Há coisas que a globalização não conseguiu varrer do nosso mapa. Uma delas é a polonese (polonaise), ou Aufzug, dança estilo quadrilha, grupal e cultural. Ainda é praticada como dança de abertura nas sociedades germânicas que mantém algum vínculo com as raízes. Uma polonese vale por 23 sessões no analista. Desopila-se tudo, menos o fígado, pois a polonese costuma ser acompanhada pela cerveja, apesar de não haver nenhuma exigência a esse respeito.

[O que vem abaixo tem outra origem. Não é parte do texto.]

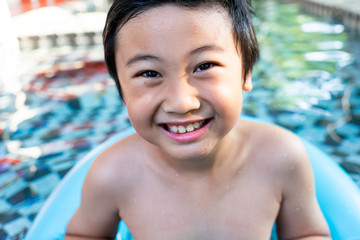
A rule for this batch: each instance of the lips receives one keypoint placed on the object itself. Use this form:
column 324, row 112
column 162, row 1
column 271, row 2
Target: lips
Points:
column 186, row 132
column 184, row 128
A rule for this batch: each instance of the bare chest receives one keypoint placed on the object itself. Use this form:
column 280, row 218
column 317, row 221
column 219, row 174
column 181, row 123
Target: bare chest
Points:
column 227, row 212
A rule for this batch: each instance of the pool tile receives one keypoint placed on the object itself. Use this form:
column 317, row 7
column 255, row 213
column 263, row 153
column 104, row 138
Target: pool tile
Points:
column 45, row 184
column 17, row 227
column 8, row 217
column 20, row 196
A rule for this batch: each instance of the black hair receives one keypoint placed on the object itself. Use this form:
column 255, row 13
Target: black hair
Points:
column 240, row 12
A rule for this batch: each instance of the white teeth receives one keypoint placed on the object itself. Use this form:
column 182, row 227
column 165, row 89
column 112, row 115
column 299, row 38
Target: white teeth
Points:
column 182, row 129
column 188, row 128
column 173, row 129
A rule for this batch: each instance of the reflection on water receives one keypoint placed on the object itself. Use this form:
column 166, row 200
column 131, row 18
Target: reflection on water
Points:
column 321, row 27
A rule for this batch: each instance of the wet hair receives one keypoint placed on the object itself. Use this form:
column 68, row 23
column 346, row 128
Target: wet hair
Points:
column 240, row 12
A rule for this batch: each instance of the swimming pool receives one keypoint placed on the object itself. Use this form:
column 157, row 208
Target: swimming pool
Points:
column 307, row 80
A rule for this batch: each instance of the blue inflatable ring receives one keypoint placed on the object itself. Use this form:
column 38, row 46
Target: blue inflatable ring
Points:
column 338, row 196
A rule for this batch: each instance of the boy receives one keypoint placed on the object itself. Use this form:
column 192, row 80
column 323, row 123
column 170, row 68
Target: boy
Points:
column 193, row 169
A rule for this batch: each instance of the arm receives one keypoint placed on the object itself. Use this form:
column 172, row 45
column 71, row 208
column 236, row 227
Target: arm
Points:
column 300, row 216
column 97, row 216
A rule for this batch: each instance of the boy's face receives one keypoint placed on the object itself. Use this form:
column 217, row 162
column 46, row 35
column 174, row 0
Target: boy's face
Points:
column 181, row 77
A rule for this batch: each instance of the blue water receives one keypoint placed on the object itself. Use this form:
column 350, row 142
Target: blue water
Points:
column 307, row 80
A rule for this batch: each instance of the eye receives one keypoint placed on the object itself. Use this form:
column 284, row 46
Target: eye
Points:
column 149, row 74
column 205, row 66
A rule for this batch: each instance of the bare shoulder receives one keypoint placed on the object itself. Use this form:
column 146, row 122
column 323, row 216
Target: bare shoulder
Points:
column 271, row 136
column 283, row 158
column 117, row 164
column 284, row 150
column 106, row 187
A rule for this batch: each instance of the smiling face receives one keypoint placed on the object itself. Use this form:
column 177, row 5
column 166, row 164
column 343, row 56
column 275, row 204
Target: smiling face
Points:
column 181, row 76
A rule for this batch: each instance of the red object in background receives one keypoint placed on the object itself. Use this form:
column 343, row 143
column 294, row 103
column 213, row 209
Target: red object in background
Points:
column 27, row 5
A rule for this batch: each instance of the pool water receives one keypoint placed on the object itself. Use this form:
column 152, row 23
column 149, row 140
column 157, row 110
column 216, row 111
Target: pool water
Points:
column 307, row 80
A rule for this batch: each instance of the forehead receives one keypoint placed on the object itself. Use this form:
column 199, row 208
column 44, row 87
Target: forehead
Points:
column 170, row 18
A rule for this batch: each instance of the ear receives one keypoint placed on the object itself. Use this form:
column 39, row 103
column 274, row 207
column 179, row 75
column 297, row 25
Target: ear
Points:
column 247, row 86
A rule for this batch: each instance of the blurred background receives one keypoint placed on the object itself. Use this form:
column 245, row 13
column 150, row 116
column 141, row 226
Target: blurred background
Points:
column 57, row 101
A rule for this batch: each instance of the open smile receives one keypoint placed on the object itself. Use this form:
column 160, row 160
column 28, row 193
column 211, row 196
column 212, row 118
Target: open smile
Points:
column 185, row 132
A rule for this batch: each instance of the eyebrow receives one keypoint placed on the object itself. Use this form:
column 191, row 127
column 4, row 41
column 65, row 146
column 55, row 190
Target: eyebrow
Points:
column 207, row 48
column 140, row 57
column 196, row 51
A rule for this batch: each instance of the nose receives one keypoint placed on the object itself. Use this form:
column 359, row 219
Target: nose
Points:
column 181, row 97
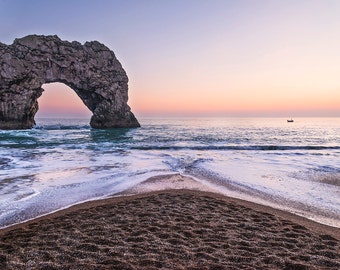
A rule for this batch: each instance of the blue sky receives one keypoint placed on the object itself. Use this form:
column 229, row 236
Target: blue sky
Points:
column 245, row 57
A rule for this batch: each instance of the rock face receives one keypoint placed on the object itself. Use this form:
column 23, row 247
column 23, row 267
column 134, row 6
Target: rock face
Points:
column 91, row 70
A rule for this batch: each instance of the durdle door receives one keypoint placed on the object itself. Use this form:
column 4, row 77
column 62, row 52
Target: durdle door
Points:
column 91, row 70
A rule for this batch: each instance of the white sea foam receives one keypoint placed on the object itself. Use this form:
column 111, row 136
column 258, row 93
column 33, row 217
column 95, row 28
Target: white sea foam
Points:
column 61, row 162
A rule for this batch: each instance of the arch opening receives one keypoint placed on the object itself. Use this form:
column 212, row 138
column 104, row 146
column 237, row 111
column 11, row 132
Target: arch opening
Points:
column 91, row 70
column 60, row 101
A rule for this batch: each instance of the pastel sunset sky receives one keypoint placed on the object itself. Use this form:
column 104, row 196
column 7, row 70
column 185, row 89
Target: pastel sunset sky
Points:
column 199, row 57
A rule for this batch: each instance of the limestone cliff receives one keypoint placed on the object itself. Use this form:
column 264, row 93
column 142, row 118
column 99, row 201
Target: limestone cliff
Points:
column 91, row 70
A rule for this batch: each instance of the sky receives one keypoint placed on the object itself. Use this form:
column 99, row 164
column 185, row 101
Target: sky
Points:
column 195, row 57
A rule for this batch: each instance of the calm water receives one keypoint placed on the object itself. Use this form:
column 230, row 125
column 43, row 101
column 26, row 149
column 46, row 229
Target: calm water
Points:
column 292, row 166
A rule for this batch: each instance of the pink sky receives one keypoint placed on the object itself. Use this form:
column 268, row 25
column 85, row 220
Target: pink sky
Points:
column 270, row 58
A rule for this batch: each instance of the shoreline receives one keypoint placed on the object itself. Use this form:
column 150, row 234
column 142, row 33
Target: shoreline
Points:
column 177, row 182
column 169, row 229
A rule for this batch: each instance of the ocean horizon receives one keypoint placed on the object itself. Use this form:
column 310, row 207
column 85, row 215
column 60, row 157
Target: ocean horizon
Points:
column 61, row 162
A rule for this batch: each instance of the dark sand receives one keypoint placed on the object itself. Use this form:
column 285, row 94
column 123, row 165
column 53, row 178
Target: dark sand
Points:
column 170, row 229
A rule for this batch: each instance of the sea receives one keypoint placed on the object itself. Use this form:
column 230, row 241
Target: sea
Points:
column 61, row 162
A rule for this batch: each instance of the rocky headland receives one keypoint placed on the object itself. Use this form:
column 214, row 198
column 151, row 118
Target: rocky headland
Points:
column 91, row 70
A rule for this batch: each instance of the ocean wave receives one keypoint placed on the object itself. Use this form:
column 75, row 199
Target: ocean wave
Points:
column 237, row 147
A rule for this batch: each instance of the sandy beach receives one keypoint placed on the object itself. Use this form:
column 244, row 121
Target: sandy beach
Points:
column 170, row 222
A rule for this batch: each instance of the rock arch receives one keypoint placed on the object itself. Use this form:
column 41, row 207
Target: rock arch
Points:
column 91, row 70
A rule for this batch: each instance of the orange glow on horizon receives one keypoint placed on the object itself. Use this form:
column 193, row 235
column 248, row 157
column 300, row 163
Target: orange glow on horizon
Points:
column 59, row 100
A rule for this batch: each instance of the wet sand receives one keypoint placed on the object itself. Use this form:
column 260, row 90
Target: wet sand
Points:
column 171, row 228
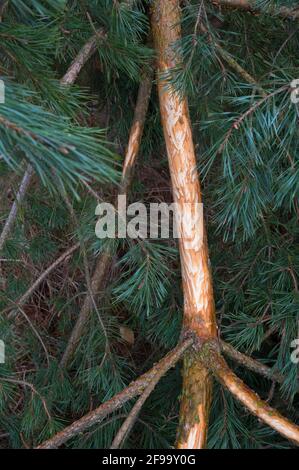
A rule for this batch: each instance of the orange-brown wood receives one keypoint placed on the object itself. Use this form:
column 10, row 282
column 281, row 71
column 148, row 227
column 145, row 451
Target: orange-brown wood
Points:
column 199, row 308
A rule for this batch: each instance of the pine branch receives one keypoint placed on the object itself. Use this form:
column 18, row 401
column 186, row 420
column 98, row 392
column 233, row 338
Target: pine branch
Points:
column 250, row 5
column 103, row 263
column 45, row 274
column 83, row 56
column 14, row 209
column 199, row 308
column 215, row 362
column 129, row 422
column 135, row 389
column 68, row 79
column 251, row 364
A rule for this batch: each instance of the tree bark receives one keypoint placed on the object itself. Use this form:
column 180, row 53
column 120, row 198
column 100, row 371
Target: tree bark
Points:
column 199, row 308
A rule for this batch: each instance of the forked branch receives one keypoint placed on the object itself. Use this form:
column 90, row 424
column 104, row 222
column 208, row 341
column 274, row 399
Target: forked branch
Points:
column 135, row 389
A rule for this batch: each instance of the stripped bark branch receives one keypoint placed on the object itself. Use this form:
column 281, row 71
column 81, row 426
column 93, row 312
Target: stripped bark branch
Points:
column 103, row 263
column 199, row 308
column 250, row 5
column 215, row 362
column 135, row 389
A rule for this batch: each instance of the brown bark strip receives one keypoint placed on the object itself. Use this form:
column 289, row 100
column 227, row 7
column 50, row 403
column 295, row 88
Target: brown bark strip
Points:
column 103, row 263
column 45, row 274
column 199, row 309
column 135, row 389
column 249, row 5
column 215, row 362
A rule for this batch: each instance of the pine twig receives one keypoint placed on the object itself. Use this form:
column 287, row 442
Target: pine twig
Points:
column 215, row 362
column 14, row 209
column 135, row 389
column 45, row 274
column 251, row 364
column 199, row 307
column 129, row 422
column 68, row 79
column 103, row 263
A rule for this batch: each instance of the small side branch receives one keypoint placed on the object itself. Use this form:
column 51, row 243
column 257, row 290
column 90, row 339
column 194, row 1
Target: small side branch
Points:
column 128, row 424
column 251, row 364
column 135, row 389
column 45, row 274
column 68, row 79
column 215, row 362
column 14, row 209
column 250, row 5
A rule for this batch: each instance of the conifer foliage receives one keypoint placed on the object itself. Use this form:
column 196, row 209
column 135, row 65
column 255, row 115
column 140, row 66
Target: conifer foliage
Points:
column 123, row 342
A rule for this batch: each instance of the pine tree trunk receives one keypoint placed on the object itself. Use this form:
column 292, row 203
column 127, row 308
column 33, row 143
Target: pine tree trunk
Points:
column 199, row 308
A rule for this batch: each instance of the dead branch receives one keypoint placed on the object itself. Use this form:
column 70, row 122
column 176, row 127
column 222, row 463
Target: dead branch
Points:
column 68, row 79
column 215, row 362
column 135, row 389
column 103, row 263
column 251, row 364
column 199, row 308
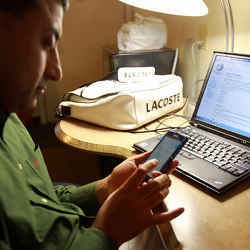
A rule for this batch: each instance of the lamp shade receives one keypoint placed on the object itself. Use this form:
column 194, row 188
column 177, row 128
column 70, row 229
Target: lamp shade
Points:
column 175, row 7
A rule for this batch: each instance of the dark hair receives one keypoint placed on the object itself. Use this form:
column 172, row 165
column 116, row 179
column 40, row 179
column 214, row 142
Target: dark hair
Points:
column 19, row 6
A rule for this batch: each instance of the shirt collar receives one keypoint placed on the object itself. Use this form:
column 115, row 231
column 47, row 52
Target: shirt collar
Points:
column 3, row 118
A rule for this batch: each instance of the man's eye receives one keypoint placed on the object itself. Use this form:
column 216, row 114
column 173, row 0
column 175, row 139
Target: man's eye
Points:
column 49, row 43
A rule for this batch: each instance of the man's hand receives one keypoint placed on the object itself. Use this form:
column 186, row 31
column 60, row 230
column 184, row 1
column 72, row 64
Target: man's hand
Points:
column 127, row 211
column 119, row 174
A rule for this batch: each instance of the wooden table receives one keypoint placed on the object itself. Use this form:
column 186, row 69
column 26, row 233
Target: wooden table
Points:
column 208, row 223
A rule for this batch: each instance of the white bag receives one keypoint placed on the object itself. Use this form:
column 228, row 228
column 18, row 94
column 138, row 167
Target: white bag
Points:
column 124, row 106
column 146, row 33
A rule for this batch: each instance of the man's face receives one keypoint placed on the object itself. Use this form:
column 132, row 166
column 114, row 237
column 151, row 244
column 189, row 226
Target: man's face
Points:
column 29, row 56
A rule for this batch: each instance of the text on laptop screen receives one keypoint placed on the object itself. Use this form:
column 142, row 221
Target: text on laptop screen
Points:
column 226, row 98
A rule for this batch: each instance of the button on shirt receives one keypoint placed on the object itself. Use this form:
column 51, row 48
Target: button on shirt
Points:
column 35, row 214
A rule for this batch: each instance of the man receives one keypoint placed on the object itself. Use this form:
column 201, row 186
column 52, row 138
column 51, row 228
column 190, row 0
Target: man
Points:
column 34, row 214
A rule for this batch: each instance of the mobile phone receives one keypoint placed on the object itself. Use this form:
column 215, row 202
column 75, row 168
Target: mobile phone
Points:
column 166, row 150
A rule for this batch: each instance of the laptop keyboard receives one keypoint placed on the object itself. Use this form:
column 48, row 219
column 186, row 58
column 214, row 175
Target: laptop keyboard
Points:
column 223, row 155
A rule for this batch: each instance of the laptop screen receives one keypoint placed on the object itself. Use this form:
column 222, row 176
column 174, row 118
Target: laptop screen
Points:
column 225, row 98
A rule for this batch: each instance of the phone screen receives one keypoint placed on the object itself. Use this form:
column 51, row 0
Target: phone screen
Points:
column 166, row 150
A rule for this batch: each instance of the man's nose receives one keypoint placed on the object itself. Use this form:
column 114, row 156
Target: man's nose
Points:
column 54, row 69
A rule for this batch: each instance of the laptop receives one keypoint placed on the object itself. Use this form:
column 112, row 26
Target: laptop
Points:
column 217, row 155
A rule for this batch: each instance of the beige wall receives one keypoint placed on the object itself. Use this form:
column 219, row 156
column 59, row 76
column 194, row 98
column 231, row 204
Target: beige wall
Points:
column 183, row 31
column 91, row 25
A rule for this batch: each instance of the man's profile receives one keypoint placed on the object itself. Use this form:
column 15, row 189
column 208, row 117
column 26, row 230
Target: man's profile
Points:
column 35, row 214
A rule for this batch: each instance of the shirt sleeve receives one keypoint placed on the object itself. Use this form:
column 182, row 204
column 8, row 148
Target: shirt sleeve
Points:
column 83, row 196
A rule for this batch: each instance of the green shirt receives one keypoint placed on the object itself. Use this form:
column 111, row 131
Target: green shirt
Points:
column 33, row 213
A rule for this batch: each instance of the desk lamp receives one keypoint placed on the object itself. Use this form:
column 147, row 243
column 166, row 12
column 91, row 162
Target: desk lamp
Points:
column 187, row 8
column 174, row 7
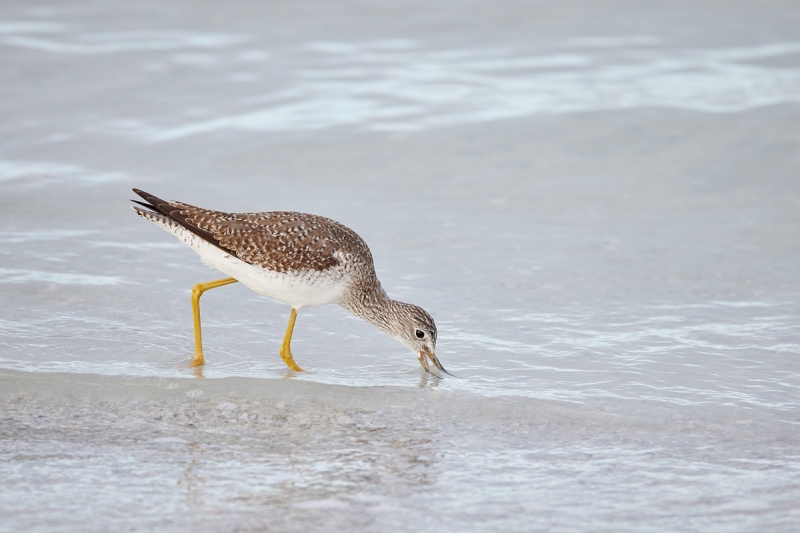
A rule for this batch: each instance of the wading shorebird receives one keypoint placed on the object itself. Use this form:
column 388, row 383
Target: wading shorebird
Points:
column 299, row 259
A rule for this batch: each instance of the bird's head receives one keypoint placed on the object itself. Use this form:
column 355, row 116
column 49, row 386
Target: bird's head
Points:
column 415, row 328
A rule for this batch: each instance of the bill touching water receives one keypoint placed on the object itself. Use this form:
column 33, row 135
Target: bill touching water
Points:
column 597, row 203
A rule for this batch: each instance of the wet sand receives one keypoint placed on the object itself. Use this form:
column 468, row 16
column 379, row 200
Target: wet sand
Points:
column 599, row 205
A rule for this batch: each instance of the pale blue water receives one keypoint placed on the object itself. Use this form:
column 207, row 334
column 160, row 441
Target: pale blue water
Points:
column 598, row 205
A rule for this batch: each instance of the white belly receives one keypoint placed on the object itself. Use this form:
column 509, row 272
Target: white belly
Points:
column 301, row 289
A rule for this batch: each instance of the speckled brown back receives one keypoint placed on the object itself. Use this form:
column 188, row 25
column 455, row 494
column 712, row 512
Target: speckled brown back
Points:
column 279, row 240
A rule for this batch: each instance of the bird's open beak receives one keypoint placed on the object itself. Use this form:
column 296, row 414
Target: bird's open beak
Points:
column 423, row 360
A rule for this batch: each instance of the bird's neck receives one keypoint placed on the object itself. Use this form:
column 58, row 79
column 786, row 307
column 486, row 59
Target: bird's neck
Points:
column 371, row 303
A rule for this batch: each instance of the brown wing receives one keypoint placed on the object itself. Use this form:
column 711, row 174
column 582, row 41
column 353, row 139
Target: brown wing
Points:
column 280, row 241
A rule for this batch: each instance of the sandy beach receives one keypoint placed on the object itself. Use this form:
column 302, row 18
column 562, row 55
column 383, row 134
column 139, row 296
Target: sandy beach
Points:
column 599, row 204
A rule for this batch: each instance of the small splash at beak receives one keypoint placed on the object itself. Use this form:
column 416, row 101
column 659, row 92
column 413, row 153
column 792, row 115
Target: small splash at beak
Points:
column 423, row 360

Neste mundo globalizado, onde tudo ocorre na individualidade, ou quase, uma festa onde dezenas, ou centenas, de pessoas dançam em conjunto chega a ser algo inimaginável. Uma dança que reserva grandes surpresas, pois o destino, a cada passo da marcha, é um mistério, bem como o par que eventualmente arrecadamos, no desenrolar dela. Sim, é uma marcha, extremamente musical, na qual os pares andam em fila, executando alegorias inventadas e executadas pelo puxador da polonese, espécie de mestre de cerimônias da dança. Da sabedoria e habilidade dele dependem os casais que participam da dança, para reencontrar seu par original, no final. Uma boa polonese não respeita o território do salão, apenas. Ela extrapola seus domínios, explorando locais estranhos, por vezes a cozinha do salão. Eventualmente, os toaletes. O lema é dançar, não importa com quem, apenas dançar. Diverte-se que dança, diverte-se quem apenas observa, pois não existem duas poloneses iguais. Cada uma é única, seja pelos dançarinos, seja pelo percurso, seja pelo puxador. Imagino que até o pessoal da banda se diverte. Pois, mesmo para eles, cada polonese é única.

A fila de casais se cruza. Nada ali é estático. E o casal puxador segue como um par de flautistas de Hamelin, puxando a marcha tocada pela banda, enfeitiçando os casais. Não há velhos, não há jovens, não há estranhos. Há apenas os casais que seguem a marcha, dançando como velhos conhecidos, mesmo que estranhos. A única hierarquia é a do casal puxador, que comanda a vida de todos os dançarinos, obedientes. Em algum momento, homens se separam das mulheres, seguindo em filas, conforme o gênero. Pois a polonese exige os pares. Pares que irão se separar durante o percurso, assumindo novos pares, até que o mestre consiga retorná-los ao seu par original. Daí vem o seu poder. O poder da manipulação do futuro de todos aqueles dançarinos.

Ninguém sai da polonese como entrou. Cada uma é uma rica experiência de vida. Única, já que não existem duas polonese iguais. É a socialização pela cumplicidade. Não há muitas oportunidades para dançá-la. Se uma passar na sua frente, agarre-a, firmemente. Não perca por nada a possibilidade de realizar 23 sessões de análise em 10 ou 15 minutos. Com pessoas que nunca viu antes, mas das quais se lembrará pelo resto da vida. Viva a globalização, para os outros! Viva a tradição, para mim!